• November 22, 2024
Peran Tiongkok sebagai pembawa perdamaian Ukraina dipertanyakan karena Tiongkok ‘memperdalam’ hubungan dengan Rusia

Peran Tiongkok sebagai pembawa perdamaian Ukraina dipertanyakan karena Tiongkok ‘memperdalam’ hubungan dengan Rusia

Tawaran perdamaian yang diajukan Beijing menandakan upaya untuk memperbaiki hubungan dengan beberapa negara Barat, khususnya di Eropa, dan bukan perubahan kebijakan besar-besaran

BEIJING, Tiongkok – Upaya Tiongkok untuk memposisikan dirinya sebagai pembawa perdamaian melawan Ukraina mencerminkan tujuan untuk meningkatkan citra negara tersebut, bukan perubahan sikap, kata para diplomat dan analis Barat, seiring upaya Tiongkok untuk menjadikan dirinya sebagai pemimpin tatanan dunia multipolar yang baru.

Setahun setelah Rusia menginvasi tetangganya di barat daya, mitra “tanpa batasnya”, Tiongkok, menawarkan untuk menengahi perdamaian. Dikatakan bahwa mereka akan mengeluarkan “kertas posisi” mengenai Ukraina dan Presiden Xi Jinping diperkirakan akan memberikan “pidato perdamaian” minggu ini, kata menteri luar negeri Italia.

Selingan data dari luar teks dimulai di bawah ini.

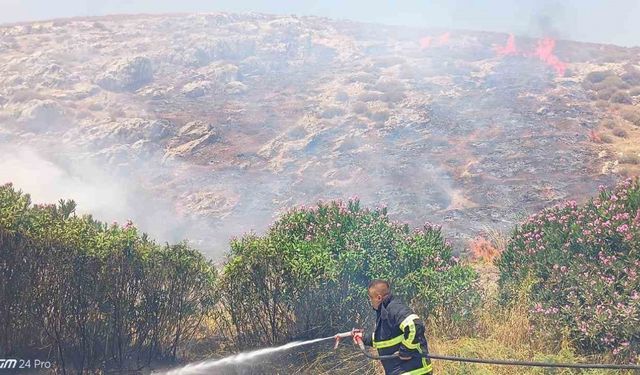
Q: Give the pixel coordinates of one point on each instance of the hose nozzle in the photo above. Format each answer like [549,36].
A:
[341,336]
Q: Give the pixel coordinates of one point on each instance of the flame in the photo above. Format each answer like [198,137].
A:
[544,51]
[509,48]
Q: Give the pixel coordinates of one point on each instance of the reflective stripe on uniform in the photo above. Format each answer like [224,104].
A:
[387,343]
[419,371]
[408,322]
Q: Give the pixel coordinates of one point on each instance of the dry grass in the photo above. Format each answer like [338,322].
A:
[631,114]
[633,159]
[608,123]
[503,332]
[619,132]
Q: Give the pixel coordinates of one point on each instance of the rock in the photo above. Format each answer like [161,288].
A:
[42,114]
[196,89]
[204,53]
[126,75]
[194,129]
[235,87]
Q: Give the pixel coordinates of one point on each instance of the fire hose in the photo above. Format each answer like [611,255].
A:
[358,340]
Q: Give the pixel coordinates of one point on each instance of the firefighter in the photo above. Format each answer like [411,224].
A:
[398,330]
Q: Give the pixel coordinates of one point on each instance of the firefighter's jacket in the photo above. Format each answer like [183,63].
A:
[399,330]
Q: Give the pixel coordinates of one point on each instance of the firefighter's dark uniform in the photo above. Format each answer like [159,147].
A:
[399,330]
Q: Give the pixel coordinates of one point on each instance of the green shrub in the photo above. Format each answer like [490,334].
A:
[585,266]
[307,275]
[96,295]
[598,76]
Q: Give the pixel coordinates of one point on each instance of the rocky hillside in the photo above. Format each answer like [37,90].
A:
[218,122]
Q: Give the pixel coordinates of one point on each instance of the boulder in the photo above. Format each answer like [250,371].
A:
[126,74]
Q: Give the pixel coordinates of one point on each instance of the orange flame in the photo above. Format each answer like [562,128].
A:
[544,51]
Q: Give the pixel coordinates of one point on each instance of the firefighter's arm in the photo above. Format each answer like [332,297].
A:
[367,338]
[412,328]
[362,335]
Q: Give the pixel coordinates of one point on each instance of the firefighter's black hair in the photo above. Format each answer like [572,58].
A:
[376,282]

Namun para analis mengatakan penegasan Tiongkok atas hubungan mereka yang “kokoh” dengan Rusia dan dukungan terhadap sikap Rusia dalam perang melemahkan sikap netralitas Tiongkok, begitu pula klaim AS bahwa Tiongkok sedang mempertimbangkan untuk memasok senjata ke Rusia, namun Tiongkok membantahnya.

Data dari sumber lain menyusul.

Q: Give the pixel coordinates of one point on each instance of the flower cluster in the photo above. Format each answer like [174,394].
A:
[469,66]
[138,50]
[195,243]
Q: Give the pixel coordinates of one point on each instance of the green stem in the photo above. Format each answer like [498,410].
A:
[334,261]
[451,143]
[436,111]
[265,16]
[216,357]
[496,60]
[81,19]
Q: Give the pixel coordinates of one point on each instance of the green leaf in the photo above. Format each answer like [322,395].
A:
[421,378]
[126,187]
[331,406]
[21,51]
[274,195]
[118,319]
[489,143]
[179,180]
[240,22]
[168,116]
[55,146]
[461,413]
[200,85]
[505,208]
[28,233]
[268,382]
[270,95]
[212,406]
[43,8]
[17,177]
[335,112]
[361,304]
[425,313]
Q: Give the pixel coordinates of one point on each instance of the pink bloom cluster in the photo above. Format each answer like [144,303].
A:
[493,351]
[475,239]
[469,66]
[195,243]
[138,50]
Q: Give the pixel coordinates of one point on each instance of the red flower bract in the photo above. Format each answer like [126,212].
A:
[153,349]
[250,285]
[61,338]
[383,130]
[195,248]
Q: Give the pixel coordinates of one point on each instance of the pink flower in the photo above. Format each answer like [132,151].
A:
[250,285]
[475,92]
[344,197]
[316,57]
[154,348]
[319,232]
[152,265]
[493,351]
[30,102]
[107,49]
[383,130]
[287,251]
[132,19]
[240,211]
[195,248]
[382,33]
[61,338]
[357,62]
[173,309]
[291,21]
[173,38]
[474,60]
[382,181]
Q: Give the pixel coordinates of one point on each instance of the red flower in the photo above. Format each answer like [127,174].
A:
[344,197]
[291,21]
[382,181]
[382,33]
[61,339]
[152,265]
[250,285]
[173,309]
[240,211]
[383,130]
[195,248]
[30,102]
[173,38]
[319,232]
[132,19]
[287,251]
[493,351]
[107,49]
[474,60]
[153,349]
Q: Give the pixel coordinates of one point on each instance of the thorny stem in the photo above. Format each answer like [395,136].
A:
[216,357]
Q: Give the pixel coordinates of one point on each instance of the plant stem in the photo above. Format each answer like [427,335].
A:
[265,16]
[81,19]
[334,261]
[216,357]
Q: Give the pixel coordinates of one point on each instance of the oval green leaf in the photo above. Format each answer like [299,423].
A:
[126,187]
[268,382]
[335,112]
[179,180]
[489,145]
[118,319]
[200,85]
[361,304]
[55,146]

Tawaran perdamaian yang dilakukan Beijing mengisyaratkan upaya untuk memperbaiki hubungan dengan beberapa negara Barat, khususnya di Eropa, dan bukan perubahan kebijakan besar-besaran, kata para diplomat Eropa, sementara titik puncak retorikanya adalah upaya untuk membentuk kembali tatanan dunia yang dipimpin oleh AS untuk menantang AS.

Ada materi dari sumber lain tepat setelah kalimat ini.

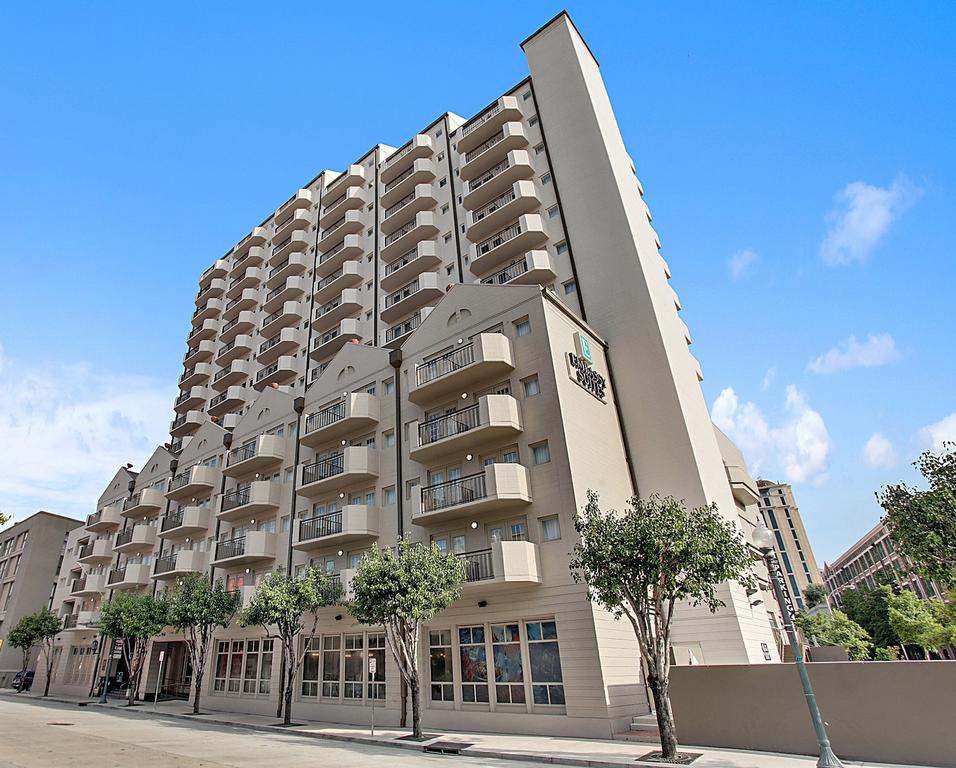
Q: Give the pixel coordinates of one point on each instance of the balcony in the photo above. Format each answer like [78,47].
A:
[351,466]
[236,372]
[137,538]
[403,157]
[421,258]
[129,576]
[356,412]
[255,455]
[208,310]
[491,151]
[196,374]
[494,418]
[503,564]
[256,499]
[91,585]
[402,240]
[521,198]
[177,564]
[255,546]
[240,346]
[333,340]
[282,371]
[196,482]
[185,521]
[350,223]
[186,423]
[534,268]
[422,291]
[296,264]
[105,519]
[247,300]
[519,237]
[349,199]
[420,198]
[250,278]
[191,399]
[98,551]
[484,358]
[228,400]
[498,179]
[488,123]
[144,503]
[291,222]
[353,522]
[199,353]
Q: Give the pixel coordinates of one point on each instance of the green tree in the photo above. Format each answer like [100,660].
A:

Hal ini juga kemungkinan bertujuan untuk membangun narasi Xi sebagai pemecah masalah global ketika ia memulai masa jabatan kepemimpinannya yang ketiga dan Tiongkok berupaya menghidupkan kembali perekonomian yang terpukul oleh pembatasan COVID-19 selama tiga tahun.

“Saat ini, upaya perdamaian Tiongkok akan tetap pada tingkat retoris,” kata Li Mingjiang, profesor hubungan internasional di S. Rajaratnam School of International Studies Singapura.

“Sulit membayangkan Tiongkok akan mengambil langkah konkrit untuk menengahi Rusia dan Ukraina dalam waktu dekat… ini hanya perubahan kecil dalam sikap Tiongkok, bukan penyesuaian kebijakan substantif dalam perang,” ujarnya.

Yang pasti, setiap langkah serius yang dilakukan Tiongkok untuk menyelesaikan perang darat paling berdarah di Eropa sejak Perang Dunia II akan disambut secara luas, namun banyak diplomat dan pengamat Tiongkok mengatakan bahwa ketika ada dorongan, Tiongkok akan tetap bersama Rusia.

Skeptisisme tersebut diperkuat oleh janji diplomat terkemuka Tiongkok Wang Yi di Moskow pada hari Rabu bahwa Tiongkok ingin “memperdalam” hubungan, dan pengumuman Presiden Rusia Vladimir Putin bahwa Xi akan segera mengunjungi Moskow.

Sejak perang dimulai beberapa minggu setelah Beijing dan Moskow mengumumkan kemitraan “tanpa batas”, Xi telah berbicara secara rutin dengan Putin, namun tidak sekali pun dengan mitranya dari Ukraina, Volodymyr Zelenskiy.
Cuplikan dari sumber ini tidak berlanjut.